E poi, con l’occasione, il giorno era propizio anche per il Kristpòum, l’albero che avrebbe ricordato a tutta la famiglia, la loro discendenza dalle genti del nord che non conoscevano presepi per Natale. Il freddo gelava l’umidità in sottili fili d’argento magicamente sospesi a formare ragnatele di cristallo appese ai raggi di quel sole spossato.

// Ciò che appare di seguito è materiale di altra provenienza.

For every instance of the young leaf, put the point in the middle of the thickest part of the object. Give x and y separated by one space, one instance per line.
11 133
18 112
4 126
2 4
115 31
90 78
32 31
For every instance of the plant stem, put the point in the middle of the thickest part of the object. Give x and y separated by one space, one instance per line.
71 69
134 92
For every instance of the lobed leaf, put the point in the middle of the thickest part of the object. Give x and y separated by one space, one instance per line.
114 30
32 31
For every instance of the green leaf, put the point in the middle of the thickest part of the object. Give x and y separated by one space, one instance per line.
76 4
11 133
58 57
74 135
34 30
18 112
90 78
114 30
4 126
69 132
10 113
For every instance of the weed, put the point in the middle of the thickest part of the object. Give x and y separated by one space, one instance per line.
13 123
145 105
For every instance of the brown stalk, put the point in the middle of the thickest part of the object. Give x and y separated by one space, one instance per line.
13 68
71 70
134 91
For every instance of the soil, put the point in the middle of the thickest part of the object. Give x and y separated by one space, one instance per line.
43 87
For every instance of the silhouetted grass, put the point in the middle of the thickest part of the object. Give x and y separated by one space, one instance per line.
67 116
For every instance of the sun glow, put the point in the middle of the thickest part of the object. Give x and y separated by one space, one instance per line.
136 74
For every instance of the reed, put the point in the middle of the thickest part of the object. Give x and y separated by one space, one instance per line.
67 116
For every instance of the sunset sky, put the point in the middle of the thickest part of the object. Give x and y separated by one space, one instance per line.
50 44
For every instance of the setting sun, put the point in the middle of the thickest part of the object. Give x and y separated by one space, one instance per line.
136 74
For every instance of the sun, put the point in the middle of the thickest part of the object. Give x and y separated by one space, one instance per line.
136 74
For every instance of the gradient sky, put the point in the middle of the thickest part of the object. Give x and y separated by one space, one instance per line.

E poi, con l’occasione, il giorno era propizio anche per il Kristpòum, l’albero che avrebbe ricordato a tutta la famiglia, la loro discendenza dalle genti del nord che non conoscevano presepi per Natale. Il freddo gelava l’umidità in sottili fili d’argento magicamente sospesi a formare ragnatele di cristallo appese ai raggi di quel sole spossato.
L’uomo si caricò sulle
spalle la slitta, pesante come una croce, di legno antico, legno di
faggio, duro come la pietra, di cui aveva preso anche il colore, e
che nessuna lama di scure avrebbe potuto intaccare senza ricevere in
cambio le stesse tacche nell’acciaio. Chiamò il ragazzo e andarono
assieme. Dall’ultima finestra dell’ultima casa prima di lasciare
il paese, la donna che nessuno aveva più visto da almeno
cinquant’anni e che l’uomo ricordava bambina, bambino egli
stesso, la donna che il giovane non avrebbe mai potuto incontrare per
la strada o nel bosco, li salutò da dietro gli scuri chiusi con voce
di ragazza. Si fermarono, e l’uomo parlò del tempo e della luna,
che era quella giusta per lavorare il faggio. Poi indugiarono sui
ricordi, di un’età in cui gli anni si contavano in numeri romani,
le strade erano di terra e sassi, i palloni e le bambole di stracci,
tempi miserrimi, di lingua negata, ma per loro dolci di fanciullezza.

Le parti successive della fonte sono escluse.